A amizade entre os cegos não necessariamente significava cumplicidade entre eles. Havia certo sentido de mecânico, da simples dependência. A dificuldade de integração e interação entre os dois serve para a escritora enfatizar a sensação aguda, quase desesperadora, de estar só que ela queria dar ao livro. Faz isso por meio dos tipos marginais que ela criou: um mudo, um negro erudito e promissor em uma época de racismo explícito, uma menina, um comunista – tipo nocivo, perigoso para a época, além de ameaça à democracia americana – e o dono de um restaurante.

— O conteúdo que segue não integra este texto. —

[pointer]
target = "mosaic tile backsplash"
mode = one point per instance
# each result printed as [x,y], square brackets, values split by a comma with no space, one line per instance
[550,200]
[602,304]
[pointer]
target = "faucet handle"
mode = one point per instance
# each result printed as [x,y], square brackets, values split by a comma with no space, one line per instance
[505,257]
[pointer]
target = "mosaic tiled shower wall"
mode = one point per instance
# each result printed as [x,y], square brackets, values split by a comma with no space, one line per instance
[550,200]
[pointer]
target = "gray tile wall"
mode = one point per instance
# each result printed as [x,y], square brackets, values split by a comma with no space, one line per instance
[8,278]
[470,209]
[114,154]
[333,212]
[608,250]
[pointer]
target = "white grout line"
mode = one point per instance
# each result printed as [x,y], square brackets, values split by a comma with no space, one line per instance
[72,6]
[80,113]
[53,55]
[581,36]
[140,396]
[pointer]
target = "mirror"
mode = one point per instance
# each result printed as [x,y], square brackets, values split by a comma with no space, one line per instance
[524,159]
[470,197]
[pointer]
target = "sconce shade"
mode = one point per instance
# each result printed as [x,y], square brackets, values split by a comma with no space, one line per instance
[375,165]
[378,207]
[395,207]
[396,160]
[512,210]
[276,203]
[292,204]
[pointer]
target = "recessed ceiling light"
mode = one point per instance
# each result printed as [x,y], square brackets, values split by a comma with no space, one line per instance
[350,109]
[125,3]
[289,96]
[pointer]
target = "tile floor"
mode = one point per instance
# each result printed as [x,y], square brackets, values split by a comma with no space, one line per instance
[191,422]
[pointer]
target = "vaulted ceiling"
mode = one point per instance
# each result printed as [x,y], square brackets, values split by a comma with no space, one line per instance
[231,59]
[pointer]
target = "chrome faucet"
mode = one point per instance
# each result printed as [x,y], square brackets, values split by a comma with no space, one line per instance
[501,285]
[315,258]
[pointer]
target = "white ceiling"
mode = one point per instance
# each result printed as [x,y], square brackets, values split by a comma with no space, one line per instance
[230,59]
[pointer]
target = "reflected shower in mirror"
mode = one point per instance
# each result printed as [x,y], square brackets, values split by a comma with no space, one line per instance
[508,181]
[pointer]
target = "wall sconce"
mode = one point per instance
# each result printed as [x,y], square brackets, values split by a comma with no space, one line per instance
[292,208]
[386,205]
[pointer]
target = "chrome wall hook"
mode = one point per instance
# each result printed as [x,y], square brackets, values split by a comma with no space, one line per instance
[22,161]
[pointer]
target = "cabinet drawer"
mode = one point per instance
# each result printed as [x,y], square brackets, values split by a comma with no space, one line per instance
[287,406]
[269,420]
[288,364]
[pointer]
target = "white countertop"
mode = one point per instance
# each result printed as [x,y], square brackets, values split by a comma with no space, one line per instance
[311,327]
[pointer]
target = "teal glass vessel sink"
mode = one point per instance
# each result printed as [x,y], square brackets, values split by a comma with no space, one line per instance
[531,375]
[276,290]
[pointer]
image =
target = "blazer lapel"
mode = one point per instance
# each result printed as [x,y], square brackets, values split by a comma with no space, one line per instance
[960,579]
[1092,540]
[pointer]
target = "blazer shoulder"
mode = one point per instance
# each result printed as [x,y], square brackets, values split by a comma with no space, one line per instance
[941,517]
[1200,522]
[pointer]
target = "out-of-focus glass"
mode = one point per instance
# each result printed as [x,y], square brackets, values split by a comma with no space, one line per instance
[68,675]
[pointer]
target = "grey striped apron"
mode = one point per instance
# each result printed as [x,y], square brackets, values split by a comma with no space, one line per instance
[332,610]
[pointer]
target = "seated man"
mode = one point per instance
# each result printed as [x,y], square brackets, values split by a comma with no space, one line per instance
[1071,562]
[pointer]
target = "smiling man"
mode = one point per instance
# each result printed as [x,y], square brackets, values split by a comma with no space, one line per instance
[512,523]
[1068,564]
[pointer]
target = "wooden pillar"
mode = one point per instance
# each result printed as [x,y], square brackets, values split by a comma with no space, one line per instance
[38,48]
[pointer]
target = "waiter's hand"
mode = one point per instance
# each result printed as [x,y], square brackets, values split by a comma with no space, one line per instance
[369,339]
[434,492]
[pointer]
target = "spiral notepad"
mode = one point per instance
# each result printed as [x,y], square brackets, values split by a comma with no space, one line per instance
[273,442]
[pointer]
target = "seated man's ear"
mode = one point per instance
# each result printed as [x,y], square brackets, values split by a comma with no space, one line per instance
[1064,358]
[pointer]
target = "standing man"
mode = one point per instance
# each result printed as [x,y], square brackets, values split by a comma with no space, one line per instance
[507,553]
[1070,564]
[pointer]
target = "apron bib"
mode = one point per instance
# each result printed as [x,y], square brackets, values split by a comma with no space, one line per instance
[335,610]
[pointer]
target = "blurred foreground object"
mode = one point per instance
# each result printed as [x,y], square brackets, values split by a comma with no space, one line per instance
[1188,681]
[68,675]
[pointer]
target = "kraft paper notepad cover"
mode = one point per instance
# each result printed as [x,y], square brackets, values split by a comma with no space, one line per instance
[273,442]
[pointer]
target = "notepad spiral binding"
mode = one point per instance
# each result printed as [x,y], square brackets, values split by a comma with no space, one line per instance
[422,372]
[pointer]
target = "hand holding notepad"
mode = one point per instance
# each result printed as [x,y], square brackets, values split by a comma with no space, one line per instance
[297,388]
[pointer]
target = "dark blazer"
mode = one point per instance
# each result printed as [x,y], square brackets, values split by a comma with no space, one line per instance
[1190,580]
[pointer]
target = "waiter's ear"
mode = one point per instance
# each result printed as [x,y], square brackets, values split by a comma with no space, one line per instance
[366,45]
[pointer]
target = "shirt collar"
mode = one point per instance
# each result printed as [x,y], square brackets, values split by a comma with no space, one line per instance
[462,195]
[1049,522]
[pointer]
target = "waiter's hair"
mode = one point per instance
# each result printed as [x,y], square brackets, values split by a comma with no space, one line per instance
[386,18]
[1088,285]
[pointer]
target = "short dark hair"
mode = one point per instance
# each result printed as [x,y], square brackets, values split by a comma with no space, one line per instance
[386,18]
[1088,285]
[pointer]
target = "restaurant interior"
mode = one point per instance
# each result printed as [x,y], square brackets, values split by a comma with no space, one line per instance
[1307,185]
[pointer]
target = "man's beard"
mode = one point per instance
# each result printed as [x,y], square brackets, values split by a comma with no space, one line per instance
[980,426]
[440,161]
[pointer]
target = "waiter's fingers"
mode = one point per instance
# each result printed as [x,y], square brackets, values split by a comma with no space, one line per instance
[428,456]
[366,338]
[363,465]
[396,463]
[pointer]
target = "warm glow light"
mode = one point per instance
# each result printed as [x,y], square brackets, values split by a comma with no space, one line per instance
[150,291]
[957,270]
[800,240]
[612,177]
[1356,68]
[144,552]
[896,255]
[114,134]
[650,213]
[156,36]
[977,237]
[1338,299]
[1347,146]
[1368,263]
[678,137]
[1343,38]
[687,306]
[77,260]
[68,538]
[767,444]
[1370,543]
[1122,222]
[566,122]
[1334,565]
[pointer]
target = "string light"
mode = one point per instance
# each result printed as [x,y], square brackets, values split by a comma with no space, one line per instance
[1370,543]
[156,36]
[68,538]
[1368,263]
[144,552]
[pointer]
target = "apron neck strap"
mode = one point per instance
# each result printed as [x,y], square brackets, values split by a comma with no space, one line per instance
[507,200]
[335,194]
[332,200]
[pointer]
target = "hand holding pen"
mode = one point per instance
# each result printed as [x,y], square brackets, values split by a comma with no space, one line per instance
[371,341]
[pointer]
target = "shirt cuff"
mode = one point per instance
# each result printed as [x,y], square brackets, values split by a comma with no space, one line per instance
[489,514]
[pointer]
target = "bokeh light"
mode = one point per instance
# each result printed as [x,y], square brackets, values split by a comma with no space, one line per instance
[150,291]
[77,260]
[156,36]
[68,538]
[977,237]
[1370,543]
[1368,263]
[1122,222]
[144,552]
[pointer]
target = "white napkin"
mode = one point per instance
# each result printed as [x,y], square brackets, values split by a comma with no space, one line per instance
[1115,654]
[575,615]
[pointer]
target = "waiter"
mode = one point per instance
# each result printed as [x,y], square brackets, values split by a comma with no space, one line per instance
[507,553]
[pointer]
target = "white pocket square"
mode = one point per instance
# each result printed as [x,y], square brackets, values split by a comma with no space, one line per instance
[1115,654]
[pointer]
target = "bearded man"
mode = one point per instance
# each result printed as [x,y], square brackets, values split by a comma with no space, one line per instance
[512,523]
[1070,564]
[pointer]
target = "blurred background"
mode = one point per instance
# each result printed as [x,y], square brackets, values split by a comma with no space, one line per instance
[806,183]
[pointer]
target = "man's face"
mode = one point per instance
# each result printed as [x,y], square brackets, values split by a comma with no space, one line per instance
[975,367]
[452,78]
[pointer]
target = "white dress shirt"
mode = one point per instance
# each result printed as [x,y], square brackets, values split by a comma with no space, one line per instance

Todos vivem em um tempo de extrema pobreza e de exclusão pela cor da pele. O contexto é um elemento importante para eles se sentirem tão isolados e fechados em seus próprios mundos. Ficar só não é uma questão de escolha, mas algo imposto pelo destino quase intransponível para se chegar a uma felicidade mínima idealizada. 

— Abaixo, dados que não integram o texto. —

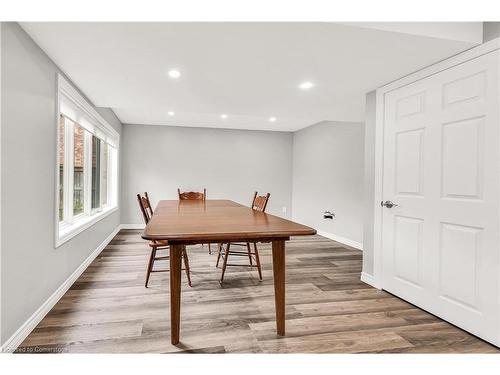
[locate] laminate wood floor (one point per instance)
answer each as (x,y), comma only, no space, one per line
(329,310)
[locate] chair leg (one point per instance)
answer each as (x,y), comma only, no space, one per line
(249,253)
(257,260)
(218,255)
(150,266)
(186,265)
(226,255)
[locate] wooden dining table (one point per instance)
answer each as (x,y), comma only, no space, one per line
(189,222)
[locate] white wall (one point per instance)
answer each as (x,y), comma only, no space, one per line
(369,183)
(32,269)
(491,30)
(230,164)
(328,175)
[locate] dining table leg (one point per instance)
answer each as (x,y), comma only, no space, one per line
(175,292)
(279,284)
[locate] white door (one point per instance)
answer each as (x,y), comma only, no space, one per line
(441,167)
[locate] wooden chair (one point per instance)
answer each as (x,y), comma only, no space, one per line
(259,203)
(147,213)
(194,195)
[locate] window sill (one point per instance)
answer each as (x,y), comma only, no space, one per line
(68,232)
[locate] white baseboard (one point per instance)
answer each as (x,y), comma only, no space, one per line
(343,240)
(369,279)
(18,337)
(132,226)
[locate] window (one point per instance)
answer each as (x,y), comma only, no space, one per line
(87,165)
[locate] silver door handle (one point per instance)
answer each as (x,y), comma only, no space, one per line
(388,204)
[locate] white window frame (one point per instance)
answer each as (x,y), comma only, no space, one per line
(94,124)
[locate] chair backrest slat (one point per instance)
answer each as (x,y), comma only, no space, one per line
(145,206)
(192,195)
(259,203)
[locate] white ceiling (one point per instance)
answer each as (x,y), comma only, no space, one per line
(250,71)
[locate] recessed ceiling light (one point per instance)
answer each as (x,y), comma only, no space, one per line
(306,85)
(174,73)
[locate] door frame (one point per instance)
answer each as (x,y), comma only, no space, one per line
(455,60)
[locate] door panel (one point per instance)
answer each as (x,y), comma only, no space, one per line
(440,246)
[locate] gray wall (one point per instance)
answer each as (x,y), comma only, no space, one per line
(230,164)
(491,30)
(369,183)
(32,269)
(328,175)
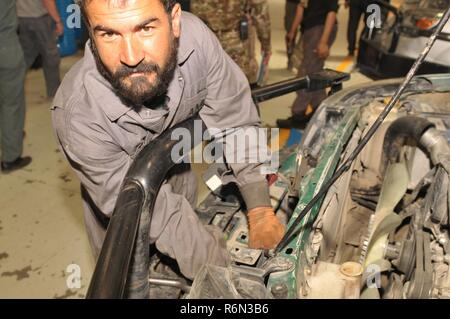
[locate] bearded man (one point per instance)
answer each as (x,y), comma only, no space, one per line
(147,67)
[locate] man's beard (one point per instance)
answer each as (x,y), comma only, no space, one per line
(140,91)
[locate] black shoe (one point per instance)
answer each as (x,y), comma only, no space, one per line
(19,163)
(293,122)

Nascida no estado da Geórgia e batizada com o nome de Lula Carson Smith, Carson McCullers estudou na célebre Juilliard School of Music, onde foi preparada pelos pais para ser uma exímia pianista, já que viam talento nela. Mas a moça desistiu da carreira por causa das crises de febre reumática que a atormentavam quando tocava. Casou-se aos 21 anos com James Reeves McCullers (1913-1953), que lhe deu o sobrenome de escritora e com quem teve uma relação conturbada, que culminou no suicídio dele, aos 40 anos de idade. Depois de estudar literatura na Universidade de Columbia, ela se tornou uma autora respeitada ainda bem jovem. “As histórias dentro da história de ‘O Coração É um Caçador Solitário’ incluem alguns dos escritos mais bonitos que McCullers já produziu”, observou a revista “The New Yorker”, em 2001, ao comentar, mais de seis décadas depois, sua reedição. Eleito pela revista “Time” um dos melhores romances em língua inglesa dos últimos oitenta anos, o livro foi adaptado para o cinema em 1968 pelo diretor Robert Ellis Miller. 

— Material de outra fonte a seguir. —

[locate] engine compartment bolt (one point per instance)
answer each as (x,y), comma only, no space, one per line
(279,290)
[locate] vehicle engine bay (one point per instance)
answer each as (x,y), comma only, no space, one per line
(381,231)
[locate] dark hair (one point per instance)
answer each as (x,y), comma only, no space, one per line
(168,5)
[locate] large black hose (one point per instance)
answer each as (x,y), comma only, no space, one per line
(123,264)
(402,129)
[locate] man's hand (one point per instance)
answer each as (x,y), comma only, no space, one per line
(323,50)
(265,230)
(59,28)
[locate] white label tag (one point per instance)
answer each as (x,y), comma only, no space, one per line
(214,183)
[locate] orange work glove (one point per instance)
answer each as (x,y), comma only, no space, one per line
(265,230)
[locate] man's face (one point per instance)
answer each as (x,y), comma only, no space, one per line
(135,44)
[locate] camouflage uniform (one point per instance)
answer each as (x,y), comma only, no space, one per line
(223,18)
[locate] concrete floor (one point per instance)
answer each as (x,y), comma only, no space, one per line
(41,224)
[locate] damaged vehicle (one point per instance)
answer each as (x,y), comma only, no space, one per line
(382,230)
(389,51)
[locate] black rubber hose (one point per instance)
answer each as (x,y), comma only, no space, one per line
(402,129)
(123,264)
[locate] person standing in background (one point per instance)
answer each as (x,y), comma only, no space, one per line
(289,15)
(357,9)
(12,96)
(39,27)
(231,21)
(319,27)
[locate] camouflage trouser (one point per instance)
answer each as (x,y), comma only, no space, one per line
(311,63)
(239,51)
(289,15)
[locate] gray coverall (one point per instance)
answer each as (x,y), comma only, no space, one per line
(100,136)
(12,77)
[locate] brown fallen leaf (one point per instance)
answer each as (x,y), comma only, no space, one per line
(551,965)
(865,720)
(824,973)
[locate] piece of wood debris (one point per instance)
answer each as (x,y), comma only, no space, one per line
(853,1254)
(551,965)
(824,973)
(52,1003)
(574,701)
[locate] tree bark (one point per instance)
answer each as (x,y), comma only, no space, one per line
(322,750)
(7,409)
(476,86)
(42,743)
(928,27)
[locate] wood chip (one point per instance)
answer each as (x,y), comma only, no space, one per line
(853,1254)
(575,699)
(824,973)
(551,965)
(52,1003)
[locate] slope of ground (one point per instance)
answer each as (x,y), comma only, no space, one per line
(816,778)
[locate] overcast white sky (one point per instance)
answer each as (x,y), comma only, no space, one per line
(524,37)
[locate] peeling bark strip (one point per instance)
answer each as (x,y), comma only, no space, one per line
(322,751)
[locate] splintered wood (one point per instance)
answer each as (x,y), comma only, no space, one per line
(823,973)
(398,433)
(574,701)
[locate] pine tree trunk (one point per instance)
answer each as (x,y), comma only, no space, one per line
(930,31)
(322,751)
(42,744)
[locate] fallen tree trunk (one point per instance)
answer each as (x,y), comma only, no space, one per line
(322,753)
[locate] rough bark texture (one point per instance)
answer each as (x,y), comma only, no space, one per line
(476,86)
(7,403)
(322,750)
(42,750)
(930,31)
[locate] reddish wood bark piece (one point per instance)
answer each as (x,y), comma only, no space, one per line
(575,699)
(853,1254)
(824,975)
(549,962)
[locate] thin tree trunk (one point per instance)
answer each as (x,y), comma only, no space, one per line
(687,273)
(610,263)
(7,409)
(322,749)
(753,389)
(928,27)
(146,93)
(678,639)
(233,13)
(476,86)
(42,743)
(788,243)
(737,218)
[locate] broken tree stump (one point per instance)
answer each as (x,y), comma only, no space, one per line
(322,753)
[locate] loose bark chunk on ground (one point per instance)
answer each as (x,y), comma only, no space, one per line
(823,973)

Conhecida pelo talento em compor personagens fortes e inesquecíveis e conseguir o contraponto à “efervescência da alma” e a mesmice do ambiente, Carson McCullers se mantém original e surpreendente ao conseguir estabelecer em sua escrita uma ótica particular para cada um dos integrantes de suas tramas. E por construir uma atmosfera tida como densa e mágica, perpassada de musicalidade e lirismo, como observa uma de suas edições brasileiras. Ela consegue tudo isso sem deixar de lado o humor e a objetividade de se contar uma boa história, cheia de inquietações e ansiedades que marcam a vida de todos nós. “Encontrei em seu trabalho uma intensidade e uma nobreza de espírito que não tínhamos em nossa prosa desde Herman Melville”, escreveu sobre ela o escritor e dramaturgo Tennessee Williams (1911-1983). “Deve estar certa, pela abundância cada vez maior de provas, de que o trabalho realizado por ela não será eclipsado, mas antes iluminado pelo tempo”. E assim aconteceu.